The anthropometric parameters, including body weight (BW), body mass index (BMI) and arm span, were measured with standard methods. The body weight was measured on an electronic balance (Soechnle, Germany), and the subjects were required to wear light garments, with shoes removed, during the measurement. Accuracy was taken to the closest 0.1 kg. For measuring the arm span, subjects were asked to fully stretch their arms horizontally against a wall-mounted tape. Accuracy was taken to the closest 0.1 cm. Body mass index (BMI) was calculated by dividing body weight (kg) by the square of arm span (m2). The measurements were made with reference to the database of 525 subjects (normal healthy adolescent girls) at our center and converted to age-matched z-scores for comparison between subjects of different ages. For subgroup analysis, the AIS patients were separated into two groups according to their mRNA expression level of melatonin receptor (normal or low), using the minimum value of expression level of normal controls as a cut-off point. The z-scores of different parameters were compared between the two groups.

3.6. Data Analysis

The normalized values of band intensity from Western blot and the log of RQ values from RT-PCR of AIS subjects and normal controls were analyzed by Independent Sample Student’s t-test. The z-scores of anthropometric parameters of AIS patients were compared against the normal adolescent girls by one sample t-test to test for deviation from zero. An independent sample Student’s t-test was used to compare the z-scores between groups of AIS patients with different expression levels of melatonin receptors. The data were expressed as the mean ± SD. The difference was considered statistically significant when p was less than 0.05. Statistical analysis software SPSS ver 16.0 (SPSS Inc., Chicago, IL, USA) was used for statistical analysis.

4. Conclusions

In this study, a quantitative difference in both the protein and mRNA expression levels of MT2 was found between AIS patients and normal controls.
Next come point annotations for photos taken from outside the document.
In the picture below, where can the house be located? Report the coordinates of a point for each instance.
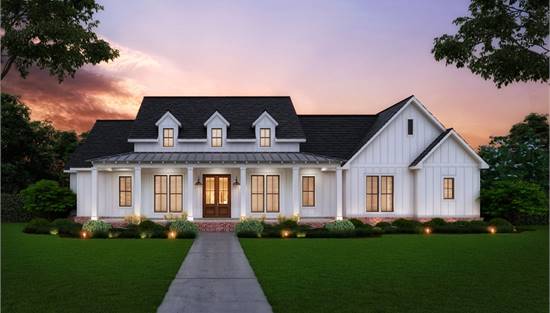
(230, 157)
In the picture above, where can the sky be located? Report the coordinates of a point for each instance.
(330, 57)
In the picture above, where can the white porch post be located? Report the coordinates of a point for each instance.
(244, 191)
(296, 190)
(339, 195)
(137, 190)
(94, 194)
(189, 194)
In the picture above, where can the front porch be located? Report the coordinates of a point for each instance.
(220, 188)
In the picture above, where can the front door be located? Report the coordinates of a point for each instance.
(216, 196)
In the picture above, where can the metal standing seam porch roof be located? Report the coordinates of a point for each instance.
(216, 157)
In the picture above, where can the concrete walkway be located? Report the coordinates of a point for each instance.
(215, 277)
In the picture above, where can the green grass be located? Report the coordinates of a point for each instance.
(405, 273)
(44, 273)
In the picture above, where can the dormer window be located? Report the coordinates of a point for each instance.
(216, 137)
(265, 137)
(168, 137)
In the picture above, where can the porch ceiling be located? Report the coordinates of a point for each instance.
(217, 157)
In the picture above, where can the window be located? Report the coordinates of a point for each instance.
(372, 193)
(168, 137)
(410, 126)
(257, 193)
(265, 137)
(125, 191)
(272, 193)
(448, 188)
(176, 192)
(168, 193)
(161, 193)
(379, 194)
(216, 137)
(386, 194)
(308, 191)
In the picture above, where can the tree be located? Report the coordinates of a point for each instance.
(502, 40)
(47, 199)
(53, 35)
(31, 150)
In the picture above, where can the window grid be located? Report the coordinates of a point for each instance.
(125, 191)
(272, 193)
(257, 193)
(265, 137)
(308, 191)
(448, 188)
(372, 194)
(216, 135)
(161, 193)
(386, 193)
(168, 137)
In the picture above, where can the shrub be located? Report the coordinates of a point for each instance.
(344, 226)
(249, 226)
(12, 209)
(182, 227)
(66, 227)
(407, 226)
(37, 226)
(356, 222)
(502, 225)
(97, 228)
(47, 199)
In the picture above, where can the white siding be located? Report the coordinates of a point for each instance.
(449, 160)
(390, 153)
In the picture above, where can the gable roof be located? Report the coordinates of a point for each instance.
(107, 137)
(450, 132)
(240, 112)
(334, 135)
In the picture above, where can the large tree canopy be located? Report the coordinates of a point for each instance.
(31, 150)
(503, 40)
(53, 35)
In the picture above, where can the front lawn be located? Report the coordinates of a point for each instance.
(45, 273)
(405, 273)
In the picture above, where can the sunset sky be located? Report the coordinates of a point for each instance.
(331, 57)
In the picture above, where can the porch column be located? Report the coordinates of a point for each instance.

The expression level of MT2 was significantly lower in girls with AIS. It is also found that AIS girls with low MT2 expression had a longer arm span. Although the normal subjects recruited consisted of both males and females and the age spectrum was older than that of AIS patients, due to the difficulty to obtain bone biopsies for practical and ethical reasons, the present study provided new important observation relating the role of melatonin and its receptors and signaling pathway to the etiopathogenesis of AIS. To find out how the MT2 expression level could affect osteoblast function and, hence, bone growth and bone quality, further animal studies and functional cellular and molecular genetic tests would be required. The exact mechanism of how the quantitative changes of MT2 in AIS affect osteoblast function warrants further investigations, with the hope of understanding better the role of melatonin signaling in skeletal bone growth and the implication of arm span as an prognostic indicator in severe AIS.